Gods and monsters: ‘Japan supernatural’ at AGNSW
/Summer in Japan is largely an occasion for the underworld, when ancestors’ spirits are closest to the living realm, and goose bump-inducing ghost and monster stories help cooling off during hot humid nights. ‘Japan supernatural’ at the Art Gallery of New South Wales (until 8 March), on show over Sydney’s own summertime, offers a richness of yōkai (monsters and spirits) and yūrei (ghosts) from the Japanese visual arts field from the eighteenth century until now and ranging in genre from bawdy comedy to terrifying horror.
The exhibition begins with Toriyama Sekien’s handscroll Night procession of the hundred demons (1772-81), presented as a seminal representation of yōkai that influenced centuries of artists to come, with further scrolls, theatrical masks, netsuke and woodblock prints demonstrating how the exciting visual potential of ghosts and monsters became a fixture of the Edo period (1603–1868) and beyond. Room after room of tree spirits, river-dwelling kappa, large-nosed tengu, merry shapeshifting tanuki, mountain crones, blood-drenched women in childbirth and sinister foxes follow Sekien’s codification. Likewise, visual consistency is evident in the pale and legless yūrei hanging scrolls and prints.
Contemporary works are woven through the exhibits, with Miwa Yanagi’s ‘Fairy Tale’ photographic series (2004–05) freshly contextualised within the tradition of yōkai crones. Chiho Aoshima, who has been making nature and death cute since the late 1990s, presents large-eyed tree spirits and musical gravestones. In contrast, the gothic splendour of Nihonga-style painter Fuyuko Matsui’s expressions of human decay can be read as part of the maternal yōkai convention.

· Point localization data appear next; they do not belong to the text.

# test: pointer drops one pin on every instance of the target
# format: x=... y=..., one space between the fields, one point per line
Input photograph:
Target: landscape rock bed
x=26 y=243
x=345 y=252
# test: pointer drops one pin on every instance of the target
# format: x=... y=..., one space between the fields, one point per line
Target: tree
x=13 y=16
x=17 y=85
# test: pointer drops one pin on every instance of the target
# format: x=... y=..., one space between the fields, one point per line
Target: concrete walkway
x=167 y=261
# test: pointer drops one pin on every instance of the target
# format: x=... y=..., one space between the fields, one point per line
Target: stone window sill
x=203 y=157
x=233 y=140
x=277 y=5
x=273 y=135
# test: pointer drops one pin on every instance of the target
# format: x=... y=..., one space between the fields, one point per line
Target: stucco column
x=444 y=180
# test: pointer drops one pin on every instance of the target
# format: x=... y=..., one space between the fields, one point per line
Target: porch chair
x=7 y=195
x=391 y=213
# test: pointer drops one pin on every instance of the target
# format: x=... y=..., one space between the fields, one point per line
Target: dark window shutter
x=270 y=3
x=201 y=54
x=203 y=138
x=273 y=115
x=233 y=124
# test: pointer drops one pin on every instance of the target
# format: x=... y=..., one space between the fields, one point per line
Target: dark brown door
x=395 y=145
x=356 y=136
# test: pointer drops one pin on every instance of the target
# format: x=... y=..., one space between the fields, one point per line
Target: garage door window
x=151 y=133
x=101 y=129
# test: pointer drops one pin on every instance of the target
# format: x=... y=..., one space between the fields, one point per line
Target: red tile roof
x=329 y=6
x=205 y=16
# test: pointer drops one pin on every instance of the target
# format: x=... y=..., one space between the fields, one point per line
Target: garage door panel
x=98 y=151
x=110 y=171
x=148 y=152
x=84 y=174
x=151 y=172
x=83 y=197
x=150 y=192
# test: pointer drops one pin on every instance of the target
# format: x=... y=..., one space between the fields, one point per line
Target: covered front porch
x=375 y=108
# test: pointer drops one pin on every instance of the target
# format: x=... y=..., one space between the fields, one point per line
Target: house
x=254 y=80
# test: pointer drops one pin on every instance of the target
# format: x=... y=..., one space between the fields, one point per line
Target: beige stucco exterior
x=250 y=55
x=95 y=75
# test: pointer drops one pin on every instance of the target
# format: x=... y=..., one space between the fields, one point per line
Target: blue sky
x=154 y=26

A 25 metre-long work by Takashi Murakami, In the Land of the Dead, Stepping on the Tail of a Rainbow (2014), shares room with nineteenth-century woodblock prints. Made for his self-described ‘debts’ to Edo masters, Murakami’s work connects to his forebears to thrill viewers with bold imagery of skulls, immortals and giants, while his towering blue and red ogres of Embodiment of ‘A’ and Embodiment of ‘Um’ (both 2014) deliver a large dose of kitsch.